There is nothing pro-life about deciding the fate of an elderly or sick person based on how much their care should cost the state.
Abortion and euthanasia aside, the bill provides for the creation of a truckload of new agencies, and the expansion of the IRS to make sure all the tax incentives/coercions are being followed. Implementation of the bill will drive some established doctors out of
medicine. Bottom line: The plan is to trade a bunch of established physicians in exchange for bureaucrats and IRS agents.
That is definitely NOT pro-life.
Don't listen to the spin doctors : Repeal it!
Amen
Best to repeal ObamaCare at the earliest possible moment, and create something better.
As it stands the legislation engages in many evils (see several posts made previously by others). It is not permitted for us to support it because it MIGHT one day be amended in order to POSSIBLY bring some good. You cannot knowingly commit bad actions for some speculative good. If such were the case, then the medical experiments run by the Nazis on concentration camp prisoners were perfectly acceptable.
Reading his argument, I have but two questions concerning Stith...
1) Is he engaged in the all too common act of rationalizing something which one knows to be sinful in one's heart in order to avoid guilt. Or...

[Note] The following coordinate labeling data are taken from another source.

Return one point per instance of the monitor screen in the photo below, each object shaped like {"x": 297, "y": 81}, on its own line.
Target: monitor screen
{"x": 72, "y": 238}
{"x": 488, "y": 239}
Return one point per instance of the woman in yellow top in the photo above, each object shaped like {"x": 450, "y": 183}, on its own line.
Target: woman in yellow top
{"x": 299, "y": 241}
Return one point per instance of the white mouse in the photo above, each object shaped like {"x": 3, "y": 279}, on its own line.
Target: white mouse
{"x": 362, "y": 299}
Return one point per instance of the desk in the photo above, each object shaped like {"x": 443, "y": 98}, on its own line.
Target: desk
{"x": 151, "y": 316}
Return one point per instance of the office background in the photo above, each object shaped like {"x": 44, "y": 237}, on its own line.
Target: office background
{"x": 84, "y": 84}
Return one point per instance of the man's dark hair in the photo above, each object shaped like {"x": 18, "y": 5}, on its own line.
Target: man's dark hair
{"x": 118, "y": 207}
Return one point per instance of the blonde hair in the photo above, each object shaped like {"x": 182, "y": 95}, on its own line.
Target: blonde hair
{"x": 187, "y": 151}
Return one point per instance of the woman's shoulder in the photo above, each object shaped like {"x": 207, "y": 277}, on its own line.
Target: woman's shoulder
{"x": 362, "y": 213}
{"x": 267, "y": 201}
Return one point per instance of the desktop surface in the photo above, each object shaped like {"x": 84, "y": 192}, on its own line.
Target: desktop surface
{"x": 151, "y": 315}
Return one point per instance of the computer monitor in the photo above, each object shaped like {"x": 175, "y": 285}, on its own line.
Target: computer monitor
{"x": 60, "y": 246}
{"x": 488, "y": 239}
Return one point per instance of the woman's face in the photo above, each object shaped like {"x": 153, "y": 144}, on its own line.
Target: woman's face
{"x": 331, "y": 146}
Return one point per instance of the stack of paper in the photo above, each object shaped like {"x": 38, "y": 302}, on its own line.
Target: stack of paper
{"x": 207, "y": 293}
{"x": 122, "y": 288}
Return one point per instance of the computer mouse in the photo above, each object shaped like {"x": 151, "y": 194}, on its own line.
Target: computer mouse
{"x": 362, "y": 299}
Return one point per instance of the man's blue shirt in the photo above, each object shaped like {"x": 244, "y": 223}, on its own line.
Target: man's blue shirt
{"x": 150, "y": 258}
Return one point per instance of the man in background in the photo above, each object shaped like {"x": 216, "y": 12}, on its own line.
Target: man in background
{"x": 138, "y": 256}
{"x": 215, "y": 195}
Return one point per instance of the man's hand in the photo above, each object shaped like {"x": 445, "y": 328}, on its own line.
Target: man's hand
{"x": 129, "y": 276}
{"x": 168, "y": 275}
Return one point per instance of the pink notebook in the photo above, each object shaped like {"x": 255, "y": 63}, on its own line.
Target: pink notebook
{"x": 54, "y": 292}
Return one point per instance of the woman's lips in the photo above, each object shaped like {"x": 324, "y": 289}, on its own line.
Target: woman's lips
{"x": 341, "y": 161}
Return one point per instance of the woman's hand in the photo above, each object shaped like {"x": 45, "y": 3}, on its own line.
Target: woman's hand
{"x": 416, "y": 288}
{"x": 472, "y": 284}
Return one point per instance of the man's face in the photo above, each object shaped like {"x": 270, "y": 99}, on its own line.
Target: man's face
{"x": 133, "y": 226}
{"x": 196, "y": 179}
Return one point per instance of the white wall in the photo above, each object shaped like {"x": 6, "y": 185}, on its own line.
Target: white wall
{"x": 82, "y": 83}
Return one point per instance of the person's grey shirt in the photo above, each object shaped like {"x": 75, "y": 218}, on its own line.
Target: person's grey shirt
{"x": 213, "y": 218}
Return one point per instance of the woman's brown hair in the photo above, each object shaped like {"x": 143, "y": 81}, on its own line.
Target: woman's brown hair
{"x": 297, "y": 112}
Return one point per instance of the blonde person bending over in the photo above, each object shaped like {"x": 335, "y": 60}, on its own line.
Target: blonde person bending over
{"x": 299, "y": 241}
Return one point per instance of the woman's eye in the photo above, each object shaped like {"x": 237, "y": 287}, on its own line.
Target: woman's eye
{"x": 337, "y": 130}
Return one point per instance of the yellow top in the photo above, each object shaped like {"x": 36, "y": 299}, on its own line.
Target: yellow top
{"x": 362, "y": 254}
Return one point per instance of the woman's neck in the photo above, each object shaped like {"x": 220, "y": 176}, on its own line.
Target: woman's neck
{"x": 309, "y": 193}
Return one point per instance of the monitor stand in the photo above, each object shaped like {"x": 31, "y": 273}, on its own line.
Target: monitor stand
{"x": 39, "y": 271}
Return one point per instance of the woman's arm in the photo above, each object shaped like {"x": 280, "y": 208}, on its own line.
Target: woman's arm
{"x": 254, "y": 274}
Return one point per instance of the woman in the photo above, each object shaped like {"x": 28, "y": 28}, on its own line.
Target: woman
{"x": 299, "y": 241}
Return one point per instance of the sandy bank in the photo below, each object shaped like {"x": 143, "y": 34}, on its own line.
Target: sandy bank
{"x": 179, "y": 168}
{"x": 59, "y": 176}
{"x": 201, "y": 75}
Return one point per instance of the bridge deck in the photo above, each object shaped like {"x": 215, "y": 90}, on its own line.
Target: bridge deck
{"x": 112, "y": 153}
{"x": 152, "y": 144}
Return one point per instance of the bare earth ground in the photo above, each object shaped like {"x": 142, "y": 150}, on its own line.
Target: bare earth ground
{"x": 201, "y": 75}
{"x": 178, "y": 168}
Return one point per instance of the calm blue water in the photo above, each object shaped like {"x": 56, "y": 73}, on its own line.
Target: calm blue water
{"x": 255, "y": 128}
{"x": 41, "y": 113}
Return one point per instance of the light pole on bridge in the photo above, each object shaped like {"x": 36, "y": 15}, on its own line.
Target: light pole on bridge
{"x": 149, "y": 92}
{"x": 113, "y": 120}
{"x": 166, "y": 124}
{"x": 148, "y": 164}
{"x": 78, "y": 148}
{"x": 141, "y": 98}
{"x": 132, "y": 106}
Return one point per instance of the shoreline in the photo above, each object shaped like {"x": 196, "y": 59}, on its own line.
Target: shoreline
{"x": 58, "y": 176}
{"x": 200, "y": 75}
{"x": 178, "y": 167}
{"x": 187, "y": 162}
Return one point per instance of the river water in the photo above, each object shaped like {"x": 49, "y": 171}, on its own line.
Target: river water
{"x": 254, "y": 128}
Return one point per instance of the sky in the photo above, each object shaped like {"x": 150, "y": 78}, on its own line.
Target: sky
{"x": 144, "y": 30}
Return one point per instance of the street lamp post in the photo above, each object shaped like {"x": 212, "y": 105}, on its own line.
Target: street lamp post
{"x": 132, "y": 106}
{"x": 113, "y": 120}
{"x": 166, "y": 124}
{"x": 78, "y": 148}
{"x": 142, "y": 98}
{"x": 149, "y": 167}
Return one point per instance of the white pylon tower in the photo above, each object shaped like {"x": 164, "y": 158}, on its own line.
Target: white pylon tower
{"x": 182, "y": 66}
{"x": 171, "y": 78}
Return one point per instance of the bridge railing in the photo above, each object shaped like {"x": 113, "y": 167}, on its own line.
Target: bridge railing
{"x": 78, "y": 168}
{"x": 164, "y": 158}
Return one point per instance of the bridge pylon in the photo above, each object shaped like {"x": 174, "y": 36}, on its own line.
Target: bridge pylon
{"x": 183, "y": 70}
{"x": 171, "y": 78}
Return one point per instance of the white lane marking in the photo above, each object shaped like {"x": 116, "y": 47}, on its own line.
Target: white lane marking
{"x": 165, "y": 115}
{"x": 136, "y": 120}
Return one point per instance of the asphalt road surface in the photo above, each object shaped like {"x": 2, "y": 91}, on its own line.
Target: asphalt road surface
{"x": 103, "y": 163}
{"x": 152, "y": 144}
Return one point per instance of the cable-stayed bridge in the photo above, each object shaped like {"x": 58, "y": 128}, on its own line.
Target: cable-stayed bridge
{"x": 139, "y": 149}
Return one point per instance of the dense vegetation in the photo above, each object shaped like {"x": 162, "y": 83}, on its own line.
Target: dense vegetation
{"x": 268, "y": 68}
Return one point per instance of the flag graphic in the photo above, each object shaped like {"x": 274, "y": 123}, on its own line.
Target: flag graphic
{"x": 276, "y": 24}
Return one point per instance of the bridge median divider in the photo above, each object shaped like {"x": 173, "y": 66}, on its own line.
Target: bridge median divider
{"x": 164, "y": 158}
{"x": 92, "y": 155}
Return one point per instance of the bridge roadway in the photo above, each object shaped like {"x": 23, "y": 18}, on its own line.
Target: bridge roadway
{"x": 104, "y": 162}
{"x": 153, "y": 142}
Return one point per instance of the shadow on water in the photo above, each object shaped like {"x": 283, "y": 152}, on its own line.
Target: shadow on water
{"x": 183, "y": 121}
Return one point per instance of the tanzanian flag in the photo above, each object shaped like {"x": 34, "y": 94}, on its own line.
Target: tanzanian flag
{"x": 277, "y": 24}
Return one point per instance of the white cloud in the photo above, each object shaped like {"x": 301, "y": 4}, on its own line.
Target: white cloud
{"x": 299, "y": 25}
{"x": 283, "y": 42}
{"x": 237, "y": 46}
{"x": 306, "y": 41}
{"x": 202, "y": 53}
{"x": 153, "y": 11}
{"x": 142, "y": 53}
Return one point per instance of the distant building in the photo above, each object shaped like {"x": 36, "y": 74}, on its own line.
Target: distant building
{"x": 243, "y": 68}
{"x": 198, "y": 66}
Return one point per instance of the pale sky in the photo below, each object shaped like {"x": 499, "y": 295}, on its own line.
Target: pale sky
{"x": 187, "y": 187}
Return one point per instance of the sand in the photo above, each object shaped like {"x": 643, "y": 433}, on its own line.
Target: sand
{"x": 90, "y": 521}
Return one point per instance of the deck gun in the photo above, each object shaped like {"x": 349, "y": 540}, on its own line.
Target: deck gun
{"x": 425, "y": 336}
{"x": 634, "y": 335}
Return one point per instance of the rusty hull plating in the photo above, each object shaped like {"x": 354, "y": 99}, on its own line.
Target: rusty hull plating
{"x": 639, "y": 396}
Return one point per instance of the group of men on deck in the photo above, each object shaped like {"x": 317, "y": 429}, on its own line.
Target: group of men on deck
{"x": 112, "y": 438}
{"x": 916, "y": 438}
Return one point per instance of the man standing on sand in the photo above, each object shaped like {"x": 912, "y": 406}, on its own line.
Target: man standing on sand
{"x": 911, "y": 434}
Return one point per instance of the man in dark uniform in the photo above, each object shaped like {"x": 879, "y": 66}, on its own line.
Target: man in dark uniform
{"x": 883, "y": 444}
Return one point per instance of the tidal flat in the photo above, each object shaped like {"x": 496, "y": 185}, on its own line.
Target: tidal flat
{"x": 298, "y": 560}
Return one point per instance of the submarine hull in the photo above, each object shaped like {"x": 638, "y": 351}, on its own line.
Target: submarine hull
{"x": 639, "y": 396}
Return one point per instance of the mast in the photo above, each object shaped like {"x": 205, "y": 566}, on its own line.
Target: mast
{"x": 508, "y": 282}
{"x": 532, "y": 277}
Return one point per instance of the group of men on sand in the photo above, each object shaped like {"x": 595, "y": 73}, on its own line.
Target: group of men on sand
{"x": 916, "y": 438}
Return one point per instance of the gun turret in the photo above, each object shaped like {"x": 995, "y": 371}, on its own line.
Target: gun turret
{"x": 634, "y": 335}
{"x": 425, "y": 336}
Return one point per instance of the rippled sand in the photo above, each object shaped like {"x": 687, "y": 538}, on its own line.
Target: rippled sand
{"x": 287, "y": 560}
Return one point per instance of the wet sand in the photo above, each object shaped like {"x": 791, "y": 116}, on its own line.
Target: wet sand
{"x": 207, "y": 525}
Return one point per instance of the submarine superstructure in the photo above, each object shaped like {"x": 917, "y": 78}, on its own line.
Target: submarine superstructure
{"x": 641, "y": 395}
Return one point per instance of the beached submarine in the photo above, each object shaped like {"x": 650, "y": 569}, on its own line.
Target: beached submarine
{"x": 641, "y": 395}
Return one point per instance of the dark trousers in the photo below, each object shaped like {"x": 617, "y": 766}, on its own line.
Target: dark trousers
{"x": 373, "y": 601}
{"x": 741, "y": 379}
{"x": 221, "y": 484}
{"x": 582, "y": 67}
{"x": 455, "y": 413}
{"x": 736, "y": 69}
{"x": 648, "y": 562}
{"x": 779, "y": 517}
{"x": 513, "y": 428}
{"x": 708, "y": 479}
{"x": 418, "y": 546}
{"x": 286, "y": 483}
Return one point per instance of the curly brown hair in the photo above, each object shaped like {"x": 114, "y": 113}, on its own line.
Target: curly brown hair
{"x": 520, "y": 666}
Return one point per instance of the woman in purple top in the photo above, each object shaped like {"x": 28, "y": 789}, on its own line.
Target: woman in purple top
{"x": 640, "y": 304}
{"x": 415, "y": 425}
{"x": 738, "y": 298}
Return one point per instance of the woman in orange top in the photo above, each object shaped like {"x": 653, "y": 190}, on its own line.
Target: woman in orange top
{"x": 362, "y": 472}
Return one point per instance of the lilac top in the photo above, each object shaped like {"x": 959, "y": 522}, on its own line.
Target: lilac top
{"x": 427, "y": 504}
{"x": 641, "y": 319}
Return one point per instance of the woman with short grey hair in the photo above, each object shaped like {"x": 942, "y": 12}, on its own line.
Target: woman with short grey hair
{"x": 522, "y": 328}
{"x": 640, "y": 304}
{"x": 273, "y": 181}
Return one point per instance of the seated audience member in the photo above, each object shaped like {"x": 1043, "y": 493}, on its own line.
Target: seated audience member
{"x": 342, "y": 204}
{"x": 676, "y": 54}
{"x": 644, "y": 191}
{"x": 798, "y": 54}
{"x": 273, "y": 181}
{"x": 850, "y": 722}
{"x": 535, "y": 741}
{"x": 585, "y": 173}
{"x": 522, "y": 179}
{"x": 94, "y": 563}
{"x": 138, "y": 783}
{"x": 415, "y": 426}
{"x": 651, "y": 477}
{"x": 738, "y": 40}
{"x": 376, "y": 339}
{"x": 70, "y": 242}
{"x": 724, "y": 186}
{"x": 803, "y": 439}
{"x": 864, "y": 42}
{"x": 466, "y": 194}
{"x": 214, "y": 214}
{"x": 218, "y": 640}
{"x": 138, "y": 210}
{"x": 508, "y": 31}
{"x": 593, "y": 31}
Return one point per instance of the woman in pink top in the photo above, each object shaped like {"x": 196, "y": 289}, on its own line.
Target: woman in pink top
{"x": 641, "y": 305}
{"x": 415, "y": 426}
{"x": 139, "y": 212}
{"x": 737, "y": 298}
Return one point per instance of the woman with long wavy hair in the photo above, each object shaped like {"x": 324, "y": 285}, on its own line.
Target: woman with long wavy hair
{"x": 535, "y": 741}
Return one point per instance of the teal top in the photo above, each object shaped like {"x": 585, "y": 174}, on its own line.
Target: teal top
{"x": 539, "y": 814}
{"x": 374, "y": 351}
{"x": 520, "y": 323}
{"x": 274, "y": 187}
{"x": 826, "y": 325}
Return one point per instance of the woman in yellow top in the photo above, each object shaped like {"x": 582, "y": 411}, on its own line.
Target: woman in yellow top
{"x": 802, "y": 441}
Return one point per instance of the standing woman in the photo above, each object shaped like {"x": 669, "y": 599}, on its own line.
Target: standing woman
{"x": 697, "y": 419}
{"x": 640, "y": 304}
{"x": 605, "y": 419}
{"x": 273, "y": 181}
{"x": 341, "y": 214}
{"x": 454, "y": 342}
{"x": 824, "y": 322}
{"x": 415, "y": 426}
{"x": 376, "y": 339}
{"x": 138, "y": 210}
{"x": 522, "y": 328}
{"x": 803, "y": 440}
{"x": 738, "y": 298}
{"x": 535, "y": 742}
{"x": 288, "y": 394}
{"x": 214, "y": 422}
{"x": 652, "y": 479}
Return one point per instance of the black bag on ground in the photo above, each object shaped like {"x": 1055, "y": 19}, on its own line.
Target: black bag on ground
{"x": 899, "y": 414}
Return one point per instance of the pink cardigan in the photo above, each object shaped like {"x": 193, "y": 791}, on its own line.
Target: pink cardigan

2) Is he really a wolf appearing here in sheep's clothing.
Ultimately, only Stith and God can answer those questions...
I have seen Richard Stith defending life and attacking abortion in South America, in speaking and in writing, forcefully, with exact legal information from US and European sources, with no concessions to the culture of death. So he is not trying to rationalize any sin; and he is not a wolf in sheep's clothing. He is one of the bravest defenders of life I have ever met.
In my view, professor Stith is too optimistic about what can be achieved. I think that in this prudential matter there is room for discussion among people in good faith in the pro-life community. In my view, if market-driven systems include injustice (among other things, the permission of abortion), that should be repealed. And also the death panels. Now, if this is easier by repealing the whole Obama-Care or just by imposing on him (with the new majority) precisely those restrictions, I am afraid that it is impossible to know without knowing the position of those who wish to repeal Obama-Care on free-market grounds and not on pro-life grounds. Because it might be the case that "promarkets + prolifers" can repeal Obama-Care, and go back to a situation of fewer abortions (as Stith reckons); and/or that "pro-Obama-care + prolifers" can save Obama-Care under prolife demands. But who knows this?
We can disagree without attributing evil intentions to brave defenders of human life who have done a good job for decades all over the world, without being ever duly recognized and praised. One of them is Richard Stith.
You are, of course, entitled to your opinion on health care, but I can only remind you that our church teaches that indeed it is a right. In fact quite recently Pope Benedict (Nov. 18), in urging nations toward universal health coverage, called it an "inalienable" human right and providing it in charity and justice among the fundamental, moral responsibilities of a just society. How we do that we can hash out, but it seems clear the Pope has some concern that the world's foremost Western power remains unwilling to offer care (note: not insurance, that is just a method to health services delivery) to nearly 51 million fellow citizens and residents (2009 Census data) and to my mind increasingly indifferent to their plight. If the outrageous cost of our system is not enough to call you to action, surely the moral demand ought to be.